As I said back on page 1 of this thread, it took me over 3 months to go from telephone interview to arrival in Saudi. Using the info I have provided could have made it take under 2 months. That's why I find it odd that so many job adverts talk about an immediate start. Some of them may get people here on business visas which they will have to renew (apparently this happens more in the Eastern areas as people have to cross into another country to renew them).

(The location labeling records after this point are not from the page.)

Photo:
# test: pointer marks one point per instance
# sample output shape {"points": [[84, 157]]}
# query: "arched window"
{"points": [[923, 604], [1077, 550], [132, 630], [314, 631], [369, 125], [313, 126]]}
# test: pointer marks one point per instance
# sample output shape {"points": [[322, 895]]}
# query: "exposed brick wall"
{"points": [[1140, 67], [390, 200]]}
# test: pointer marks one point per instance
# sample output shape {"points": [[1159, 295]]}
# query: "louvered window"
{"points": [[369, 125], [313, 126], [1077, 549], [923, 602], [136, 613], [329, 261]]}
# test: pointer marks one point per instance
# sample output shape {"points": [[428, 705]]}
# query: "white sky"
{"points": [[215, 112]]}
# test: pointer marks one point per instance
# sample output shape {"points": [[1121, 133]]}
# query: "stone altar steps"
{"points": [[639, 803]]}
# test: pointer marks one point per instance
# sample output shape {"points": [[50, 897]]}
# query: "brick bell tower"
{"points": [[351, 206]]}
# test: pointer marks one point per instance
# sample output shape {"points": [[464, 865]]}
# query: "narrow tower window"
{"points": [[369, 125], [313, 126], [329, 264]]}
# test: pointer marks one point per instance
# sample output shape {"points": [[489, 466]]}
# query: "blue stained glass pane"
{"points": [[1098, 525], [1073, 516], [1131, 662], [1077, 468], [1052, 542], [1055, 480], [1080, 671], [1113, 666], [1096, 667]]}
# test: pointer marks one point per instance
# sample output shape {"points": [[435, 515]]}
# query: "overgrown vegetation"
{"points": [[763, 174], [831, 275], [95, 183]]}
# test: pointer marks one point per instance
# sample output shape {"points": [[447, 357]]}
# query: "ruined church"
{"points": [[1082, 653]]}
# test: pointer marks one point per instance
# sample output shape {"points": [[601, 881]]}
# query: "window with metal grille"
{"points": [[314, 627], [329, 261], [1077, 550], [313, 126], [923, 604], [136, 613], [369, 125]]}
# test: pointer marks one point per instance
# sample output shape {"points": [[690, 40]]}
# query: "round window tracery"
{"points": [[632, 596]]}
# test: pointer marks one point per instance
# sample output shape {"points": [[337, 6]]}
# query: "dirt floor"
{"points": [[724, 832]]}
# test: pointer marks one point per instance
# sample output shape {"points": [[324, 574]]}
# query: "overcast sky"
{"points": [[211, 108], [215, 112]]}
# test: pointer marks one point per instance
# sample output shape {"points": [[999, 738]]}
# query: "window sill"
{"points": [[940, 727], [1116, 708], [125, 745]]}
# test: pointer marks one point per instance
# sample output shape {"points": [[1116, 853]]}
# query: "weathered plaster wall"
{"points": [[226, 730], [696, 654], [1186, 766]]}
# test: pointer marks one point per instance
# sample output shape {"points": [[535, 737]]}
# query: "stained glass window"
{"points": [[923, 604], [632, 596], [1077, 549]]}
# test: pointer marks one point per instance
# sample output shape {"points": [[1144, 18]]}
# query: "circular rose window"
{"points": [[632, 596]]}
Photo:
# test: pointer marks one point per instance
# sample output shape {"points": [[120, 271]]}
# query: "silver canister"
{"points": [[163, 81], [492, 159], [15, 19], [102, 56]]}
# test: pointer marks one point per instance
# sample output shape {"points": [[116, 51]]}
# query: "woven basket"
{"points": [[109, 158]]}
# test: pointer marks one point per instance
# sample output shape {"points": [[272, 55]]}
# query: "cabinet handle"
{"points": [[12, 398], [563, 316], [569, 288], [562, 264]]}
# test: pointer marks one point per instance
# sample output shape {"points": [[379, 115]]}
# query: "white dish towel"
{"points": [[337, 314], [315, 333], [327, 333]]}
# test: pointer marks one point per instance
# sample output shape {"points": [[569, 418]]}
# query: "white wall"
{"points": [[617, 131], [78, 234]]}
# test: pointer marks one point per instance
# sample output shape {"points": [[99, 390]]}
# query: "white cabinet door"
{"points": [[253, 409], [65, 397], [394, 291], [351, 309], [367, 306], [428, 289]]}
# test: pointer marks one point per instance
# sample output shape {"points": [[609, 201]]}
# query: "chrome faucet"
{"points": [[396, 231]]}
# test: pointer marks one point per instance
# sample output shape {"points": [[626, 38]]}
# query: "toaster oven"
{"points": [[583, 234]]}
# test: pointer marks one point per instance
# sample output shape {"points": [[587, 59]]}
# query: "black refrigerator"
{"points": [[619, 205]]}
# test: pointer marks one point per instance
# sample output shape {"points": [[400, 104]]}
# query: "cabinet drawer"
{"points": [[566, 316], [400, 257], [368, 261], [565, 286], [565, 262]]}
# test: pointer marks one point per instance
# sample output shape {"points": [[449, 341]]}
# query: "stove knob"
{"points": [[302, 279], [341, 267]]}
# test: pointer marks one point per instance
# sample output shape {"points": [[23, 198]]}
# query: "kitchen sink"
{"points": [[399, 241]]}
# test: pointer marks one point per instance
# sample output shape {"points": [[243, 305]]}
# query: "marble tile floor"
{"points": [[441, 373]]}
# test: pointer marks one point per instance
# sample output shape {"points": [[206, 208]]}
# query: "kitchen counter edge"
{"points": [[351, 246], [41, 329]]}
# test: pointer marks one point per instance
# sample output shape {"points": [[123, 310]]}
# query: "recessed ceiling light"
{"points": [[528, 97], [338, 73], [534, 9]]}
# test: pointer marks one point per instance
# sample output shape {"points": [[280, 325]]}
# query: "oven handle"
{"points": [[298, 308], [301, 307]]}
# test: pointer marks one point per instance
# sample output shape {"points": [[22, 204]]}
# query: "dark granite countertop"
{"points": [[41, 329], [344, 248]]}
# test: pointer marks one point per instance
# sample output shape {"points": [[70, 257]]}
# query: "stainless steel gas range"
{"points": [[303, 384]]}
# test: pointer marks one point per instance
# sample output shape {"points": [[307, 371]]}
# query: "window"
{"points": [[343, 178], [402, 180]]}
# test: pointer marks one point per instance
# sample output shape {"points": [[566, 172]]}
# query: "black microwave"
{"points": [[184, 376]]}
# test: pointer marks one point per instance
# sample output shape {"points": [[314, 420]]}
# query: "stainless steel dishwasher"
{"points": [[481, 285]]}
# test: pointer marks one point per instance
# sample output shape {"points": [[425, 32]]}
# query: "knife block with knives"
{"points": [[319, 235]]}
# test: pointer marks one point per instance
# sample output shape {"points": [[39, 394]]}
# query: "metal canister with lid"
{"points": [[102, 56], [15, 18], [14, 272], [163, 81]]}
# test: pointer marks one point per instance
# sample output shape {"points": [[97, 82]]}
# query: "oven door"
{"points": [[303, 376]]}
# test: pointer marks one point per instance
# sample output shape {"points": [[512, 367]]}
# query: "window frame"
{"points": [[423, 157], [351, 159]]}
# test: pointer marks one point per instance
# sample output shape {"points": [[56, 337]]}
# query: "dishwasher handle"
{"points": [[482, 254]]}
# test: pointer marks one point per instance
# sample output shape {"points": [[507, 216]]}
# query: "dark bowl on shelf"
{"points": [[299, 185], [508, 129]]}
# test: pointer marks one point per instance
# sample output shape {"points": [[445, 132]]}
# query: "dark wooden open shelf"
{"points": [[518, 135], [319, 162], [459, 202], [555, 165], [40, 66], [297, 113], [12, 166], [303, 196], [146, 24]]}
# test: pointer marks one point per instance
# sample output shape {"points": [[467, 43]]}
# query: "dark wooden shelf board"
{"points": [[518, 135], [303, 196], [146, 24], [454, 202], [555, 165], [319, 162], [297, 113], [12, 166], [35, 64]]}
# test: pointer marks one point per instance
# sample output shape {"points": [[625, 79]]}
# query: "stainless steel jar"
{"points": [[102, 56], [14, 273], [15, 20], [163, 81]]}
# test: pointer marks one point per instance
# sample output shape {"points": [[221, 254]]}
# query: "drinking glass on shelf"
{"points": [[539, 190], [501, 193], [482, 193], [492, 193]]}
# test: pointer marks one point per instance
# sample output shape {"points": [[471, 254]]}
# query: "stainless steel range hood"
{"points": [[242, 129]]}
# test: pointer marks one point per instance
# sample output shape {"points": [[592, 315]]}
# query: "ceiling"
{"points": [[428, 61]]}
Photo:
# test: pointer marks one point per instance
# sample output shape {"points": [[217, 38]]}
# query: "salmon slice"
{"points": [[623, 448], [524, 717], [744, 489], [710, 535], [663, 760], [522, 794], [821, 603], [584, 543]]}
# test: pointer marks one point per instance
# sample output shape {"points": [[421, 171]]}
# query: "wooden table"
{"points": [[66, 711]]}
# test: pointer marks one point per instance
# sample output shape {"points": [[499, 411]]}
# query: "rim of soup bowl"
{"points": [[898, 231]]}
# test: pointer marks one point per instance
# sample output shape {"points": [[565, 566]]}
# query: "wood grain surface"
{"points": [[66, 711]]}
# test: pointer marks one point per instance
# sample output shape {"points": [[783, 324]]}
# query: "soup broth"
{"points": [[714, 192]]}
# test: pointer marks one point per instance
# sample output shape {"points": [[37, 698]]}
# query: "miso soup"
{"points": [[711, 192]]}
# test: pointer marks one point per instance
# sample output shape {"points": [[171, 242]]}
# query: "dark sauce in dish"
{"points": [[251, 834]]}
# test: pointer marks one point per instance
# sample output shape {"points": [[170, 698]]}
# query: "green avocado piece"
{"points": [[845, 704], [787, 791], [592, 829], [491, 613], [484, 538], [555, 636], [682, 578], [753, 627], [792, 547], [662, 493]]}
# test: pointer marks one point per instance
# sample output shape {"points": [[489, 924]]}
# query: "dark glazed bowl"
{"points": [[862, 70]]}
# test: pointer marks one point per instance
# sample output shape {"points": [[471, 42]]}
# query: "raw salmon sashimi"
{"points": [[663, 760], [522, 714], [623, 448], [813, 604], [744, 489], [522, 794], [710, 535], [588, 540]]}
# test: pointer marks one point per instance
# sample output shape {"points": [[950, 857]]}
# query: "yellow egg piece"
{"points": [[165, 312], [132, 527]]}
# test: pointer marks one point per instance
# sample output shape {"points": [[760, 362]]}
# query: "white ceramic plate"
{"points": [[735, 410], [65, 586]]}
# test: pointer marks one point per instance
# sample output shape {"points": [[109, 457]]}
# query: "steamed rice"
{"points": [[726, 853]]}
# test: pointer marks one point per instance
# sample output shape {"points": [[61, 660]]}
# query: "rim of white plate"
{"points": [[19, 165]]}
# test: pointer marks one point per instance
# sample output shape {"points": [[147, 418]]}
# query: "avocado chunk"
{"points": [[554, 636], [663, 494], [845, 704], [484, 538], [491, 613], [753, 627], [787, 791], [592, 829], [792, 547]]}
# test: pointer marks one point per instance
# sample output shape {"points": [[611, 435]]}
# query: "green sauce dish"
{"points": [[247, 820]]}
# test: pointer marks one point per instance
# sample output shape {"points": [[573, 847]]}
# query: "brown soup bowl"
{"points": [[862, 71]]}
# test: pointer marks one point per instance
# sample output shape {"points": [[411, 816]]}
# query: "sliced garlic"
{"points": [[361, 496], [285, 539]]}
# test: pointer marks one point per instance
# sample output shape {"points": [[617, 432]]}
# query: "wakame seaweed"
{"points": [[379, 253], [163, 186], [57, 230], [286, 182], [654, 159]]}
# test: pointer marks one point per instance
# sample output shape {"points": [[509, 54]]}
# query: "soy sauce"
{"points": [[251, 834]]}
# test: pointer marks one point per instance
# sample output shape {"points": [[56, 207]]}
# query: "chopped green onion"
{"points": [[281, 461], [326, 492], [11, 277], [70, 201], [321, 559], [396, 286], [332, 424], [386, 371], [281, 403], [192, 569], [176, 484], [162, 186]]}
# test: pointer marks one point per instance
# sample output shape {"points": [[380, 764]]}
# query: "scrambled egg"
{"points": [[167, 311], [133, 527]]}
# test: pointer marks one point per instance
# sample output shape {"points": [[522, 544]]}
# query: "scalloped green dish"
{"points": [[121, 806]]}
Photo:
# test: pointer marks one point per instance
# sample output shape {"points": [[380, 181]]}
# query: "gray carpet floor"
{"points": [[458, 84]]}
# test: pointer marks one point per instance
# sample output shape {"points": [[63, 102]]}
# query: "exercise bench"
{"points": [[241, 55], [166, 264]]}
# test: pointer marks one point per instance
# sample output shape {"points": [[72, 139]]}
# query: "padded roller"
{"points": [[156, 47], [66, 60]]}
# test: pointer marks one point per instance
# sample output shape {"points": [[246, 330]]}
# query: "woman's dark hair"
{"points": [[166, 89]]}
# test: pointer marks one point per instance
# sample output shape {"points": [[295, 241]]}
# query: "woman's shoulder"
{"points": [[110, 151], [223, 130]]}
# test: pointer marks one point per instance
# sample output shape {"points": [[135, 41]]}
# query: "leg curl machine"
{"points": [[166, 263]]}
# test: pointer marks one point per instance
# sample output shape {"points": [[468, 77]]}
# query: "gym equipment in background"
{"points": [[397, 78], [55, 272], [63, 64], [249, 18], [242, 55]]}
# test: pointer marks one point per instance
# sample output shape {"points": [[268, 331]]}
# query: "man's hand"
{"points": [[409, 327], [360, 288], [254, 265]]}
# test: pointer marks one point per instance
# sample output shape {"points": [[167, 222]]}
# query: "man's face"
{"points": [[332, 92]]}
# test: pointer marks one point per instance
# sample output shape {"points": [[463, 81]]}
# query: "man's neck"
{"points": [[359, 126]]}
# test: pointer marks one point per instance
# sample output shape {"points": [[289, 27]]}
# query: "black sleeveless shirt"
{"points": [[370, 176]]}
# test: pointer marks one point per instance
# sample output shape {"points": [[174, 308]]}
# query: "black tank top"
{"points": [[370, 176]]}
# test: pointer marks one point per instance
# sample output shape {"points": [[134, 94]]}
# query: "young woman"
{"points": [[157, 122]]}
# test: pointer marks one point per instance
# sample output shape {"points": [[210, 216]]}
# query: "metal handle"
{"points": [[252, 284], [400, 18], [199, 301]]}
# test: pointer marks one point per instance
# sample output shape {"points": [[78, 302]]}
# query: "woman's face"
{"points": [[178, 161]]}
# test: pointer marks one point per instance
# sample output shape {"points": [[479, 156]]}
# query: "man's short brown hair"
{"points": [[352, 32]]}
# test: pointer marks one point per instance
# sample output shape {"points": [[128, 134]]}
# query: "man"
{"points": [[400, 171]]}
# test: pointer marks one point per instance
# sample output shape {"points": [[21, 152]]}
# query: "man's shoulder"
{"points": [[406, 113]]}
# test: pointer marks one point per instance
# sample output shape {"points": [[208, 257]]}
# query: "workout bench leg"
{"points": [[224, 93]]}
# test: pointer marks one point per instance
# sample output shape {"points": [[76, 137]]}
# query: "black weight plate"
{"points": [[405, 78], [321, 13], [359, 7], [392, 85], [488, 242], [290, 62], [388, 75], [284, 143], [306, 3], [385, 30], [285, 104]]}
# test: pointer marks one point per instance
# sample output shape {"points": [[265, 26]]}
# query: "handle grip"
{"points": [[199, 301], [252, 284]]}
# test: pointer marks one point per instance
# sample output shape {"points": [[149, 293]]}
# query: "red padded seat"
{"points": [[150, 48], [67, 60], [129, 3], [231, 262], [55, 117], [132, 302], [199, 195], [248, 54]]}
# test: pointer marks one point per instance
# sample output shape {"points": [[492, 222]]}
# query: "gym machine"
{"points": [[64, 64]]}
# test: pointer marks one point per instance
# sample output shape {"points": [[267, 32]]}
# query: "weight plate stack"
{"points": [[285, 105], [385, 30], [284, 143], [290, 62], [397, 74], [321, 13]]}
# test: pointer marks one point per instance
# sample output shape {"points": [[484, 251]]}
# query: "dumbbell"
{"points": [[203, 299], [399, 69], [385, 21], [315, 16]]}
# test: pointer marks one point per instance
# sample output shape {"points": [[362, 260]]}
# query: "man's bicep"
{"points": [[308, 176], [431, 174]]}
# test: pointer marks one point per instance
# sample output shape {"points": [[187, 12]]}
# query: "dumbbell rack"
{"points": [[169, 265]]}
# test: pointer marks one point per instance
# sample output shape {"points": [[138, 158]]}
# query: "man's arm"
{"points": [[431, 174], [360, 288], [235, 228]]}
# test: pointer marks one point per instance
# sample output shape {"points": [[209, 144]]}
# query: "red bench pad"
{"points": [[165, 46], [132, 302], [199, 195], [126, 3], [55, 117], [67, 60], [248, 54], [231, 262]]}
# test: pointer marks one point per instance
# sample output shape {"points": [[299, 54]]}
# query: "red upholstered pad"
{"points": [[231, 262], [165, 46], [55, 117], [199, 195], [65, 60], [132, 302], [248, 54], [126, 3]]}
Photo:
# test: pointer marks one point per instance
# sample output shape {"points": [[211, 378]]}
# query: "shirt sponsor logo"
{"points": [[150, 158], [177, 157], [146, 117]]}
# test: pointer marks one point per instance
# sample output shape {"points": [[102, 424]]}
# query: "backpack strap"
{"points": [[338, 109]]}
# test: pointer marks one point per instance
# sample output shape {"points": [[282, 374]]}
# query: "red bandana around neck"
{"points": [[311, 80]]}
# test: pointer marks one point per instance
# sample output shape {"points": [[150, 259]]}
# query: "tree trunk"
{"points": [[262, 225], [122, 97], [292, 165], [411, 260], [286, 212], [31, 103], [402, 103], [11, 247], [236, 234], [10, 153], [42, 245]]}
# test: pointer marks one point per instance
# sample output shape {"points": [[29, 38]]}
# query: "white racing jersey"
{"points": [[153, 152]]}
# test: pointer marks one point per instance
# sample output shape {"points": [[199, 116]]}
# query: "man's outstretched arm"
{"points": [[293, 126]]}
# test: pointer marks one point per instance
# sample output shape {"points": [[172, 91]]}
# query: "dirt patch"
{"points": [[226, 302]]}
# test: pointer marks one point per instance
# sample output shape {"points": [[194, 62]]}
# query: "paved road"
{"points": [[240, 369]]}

I would be really impressed if you could do everything in a month. If you do then it would be great of you could share your experiences with others in this thread.

Good Luck!
Salamander


----------



## salamander

kevinthegulf said:


> My experience last year was my passport was at the embassy for amonth, although it was partially Ramadan & Eid during that time, it may be possible, but I would say you would be a brave man to rely on it. (dont even think about explaining your situation to them)rgds kev


I think Ramadan is July 8th or 9th this year. But the Saudi Embassy in London closed for Christmas in 2012. So I guess they can choose their holidays!


----------



## hippyheff

This is really helpful thank you. I would have to do everything through London and it was my agent that said the tests have to be done in the UK and there is nothing they can really do to help me. I phoned the office today and they said 3-5 working days but still feeling slightly nervous about the whole thing. I need to be in Saudi on 24th August and am on holiday 6th July to 29th July which limits me somewhat. The form on the embassy site is quite simple but the one I was sent does say something about xrays at the bottom and my agent said that they didn't know about the 2 different forms which is crazy as they sent me the form and then sent me contradictory information linking me to the other form on the website. Has anyone else had to get a notarised copy of their degree or is the confirmation from the university enough? Praying I can get this done!


----------



## salamander

hippyheff said:


> Thanks so much, might have to take another job then to be on the safe side which starts late. Any experience of going to work at King Saudi university through an agency?


Hello again Hippyheff,

If I had seen this post I would have written a shorter reply to you before.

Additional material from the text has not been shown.